Tsunoda, Tasaku (2002) “Documentation of Endangered Languages: methods and problems”, in Conference handbook on Endangered Languages, Kyoto


  1. Martin Haspelmath says:

    This post does not consider the possibility that community members might actually be very happy that their language is displayed prominently on the web. They might want to share their texts (or texts produced by their friends or relatives) via e-mail or Facebook, and they might be happy about the thought that somewhere on a distant continent some linguist might find it fascinating to study their language.

    The general approach may be unduly influenced by the special situation in Australia, where indigenous people often seem to be afraid that something is being taken away from them. I’d think that in many other parts of the world (Africa, Asia, Oceania, Europe, much of Latin America), people are far less apprehensive, and are happy to see their language widely appreciated.

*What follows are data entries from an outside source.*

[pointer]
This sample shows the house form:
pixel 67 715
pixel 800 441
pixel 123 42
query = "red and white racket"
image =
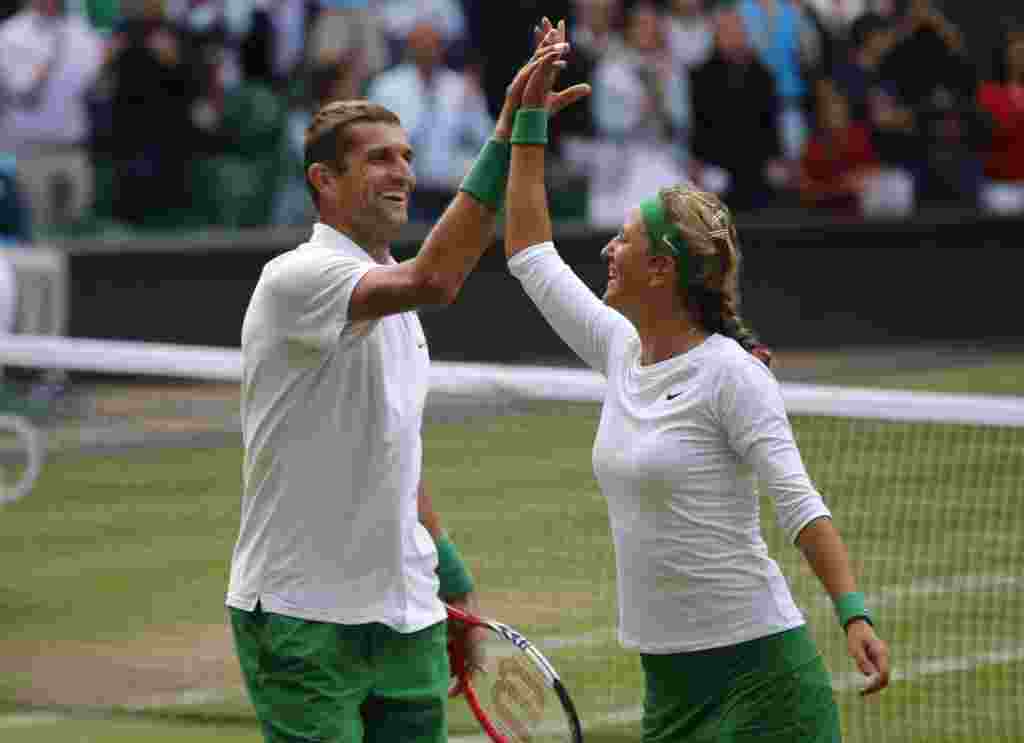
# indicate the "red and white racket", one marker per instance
pixel 517 696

Maybe the Australian and North American experience should not be generalized too quickly.

  2. Martine Mazaudon says:

    Dear Martin, it seems to me that David Nathan’s post does “consider the possibility that community members might actually be very happy that their language is displayed prominently on the web.” I do not read this post as saying that nothing should be open but that not everything can be open. and certainly,one of the most interesting type of data for our research is spontaneous conversation, which our friends allow us to record because they trust that we are planning to use it for our own personnal research, which is language analysis (not gossip analysis as village neighbours might use it for, if it was made public to all).
    Our Pangloss site at the Lacito is all open, and we support this idea very strongly, but we are also extremely cautious to exclude anything that could be even remotely objectionable to the speaker.
    It would probably be useful to have some separate site to keep texts that risk being marginally private, and which could be shared with authorized other researchers, or released under a hundred year protection rule. The absence of confidence in institutions to keep their word about previously set protections would totally ruin any such site. The idea of “Attempts to impose Open Access retrospectively” should be abhorent to any responsible researcher: without mentioning cases where actual endangerement is possible, how would anyone of us feel if our aunt so and so knew that we made a tasteless joke about her new dress in an unguarded conversation? It seems to me that only the depositor or the speaker should be able to change a level of protection once set.